Georgetown researchers examine how Black girls are treated in the classroom

This is part of WTOP’s continuing coverage of people making a difference from our community authored by Stephanie Gaines-Bryant. Read more of that coverage.

It’s the summer of Barbie where “Girl Power” reigns supreme. But, if you are the parent of a girl of color heading back to school in the fall, your daughter is more likely than her white counterparts to be suspended, arrested or expelled.

“Girls of color are consistently punished and punished more harshly than their white peers,” Rebecca Epstein, executive director and founder of the Georgetown Center on Gender Justice and Opportunity at Georgetown Law, told WTOP.

She said the center researches the subject and provides a unique focus “because what we’re looking at are issues that affect young people that stand at the intersection of their race and their gender.”

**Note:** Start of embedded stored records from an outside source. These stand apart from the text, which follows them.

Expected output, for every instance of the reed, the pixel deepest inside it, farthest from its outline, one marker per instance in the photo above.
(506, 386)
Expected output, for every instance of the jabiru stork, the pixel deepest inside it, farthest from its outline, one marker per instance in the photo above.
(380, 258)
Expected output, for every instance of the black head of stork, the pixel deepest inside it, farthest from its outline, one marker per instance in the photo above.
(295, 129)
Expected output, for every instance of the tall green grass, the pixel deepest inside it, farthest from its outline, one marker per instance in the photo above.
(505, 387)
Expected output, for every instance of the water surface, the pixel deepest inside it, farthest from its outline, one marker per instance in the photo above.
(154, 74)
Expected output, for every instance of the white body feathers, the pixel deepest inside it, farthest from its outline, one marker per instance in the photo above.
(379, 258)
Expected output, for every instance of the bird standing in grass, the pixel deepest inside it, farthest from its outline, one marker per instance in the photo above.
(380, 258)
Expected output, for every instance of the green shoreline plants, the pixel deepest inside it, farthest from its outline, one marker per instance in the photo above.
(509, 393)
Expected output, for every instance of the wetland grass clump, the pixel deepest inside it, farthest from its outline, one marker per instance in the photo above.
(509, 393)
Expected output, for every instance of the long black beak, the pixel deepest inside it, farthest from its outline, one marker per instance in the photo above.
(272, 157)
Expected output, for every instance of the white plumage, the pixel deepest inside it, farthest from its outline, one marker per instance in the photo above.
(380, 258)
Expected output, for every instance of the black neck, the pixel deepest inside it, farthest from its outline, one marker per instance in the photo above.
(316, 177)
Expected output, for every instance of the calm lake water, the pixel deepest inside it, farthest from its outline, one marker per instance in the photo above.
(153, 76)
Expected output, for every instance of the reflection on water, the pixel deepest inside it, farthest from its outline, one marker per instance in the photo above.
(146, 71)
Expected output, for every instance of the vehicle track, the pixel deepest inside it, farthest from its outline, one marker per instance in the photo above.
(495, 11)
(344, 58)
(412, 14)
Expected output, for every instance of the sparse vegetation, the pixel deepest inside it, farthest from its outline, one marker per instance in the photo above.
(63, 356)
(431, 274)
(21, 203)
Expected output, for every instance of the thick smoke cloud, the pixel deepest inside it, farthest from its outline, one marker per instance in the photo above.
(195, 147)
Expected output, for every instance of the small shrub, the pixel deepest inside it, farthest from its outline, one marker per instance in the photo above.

According to Epstein, girls of color are also not served well by other institutional systems, including hospitals, the juvenile justice system and schools.

Epstein said that being a girl has never been easy, regardless of race. However, a recent report by the CDC revealed that mental health and sexual abuse are two factors severely impacting adolescent girls.

For girls of color, the numbers of kids impacted are higher than ever before, and Epstein said she believes the two factors are connected along with a host of other issues.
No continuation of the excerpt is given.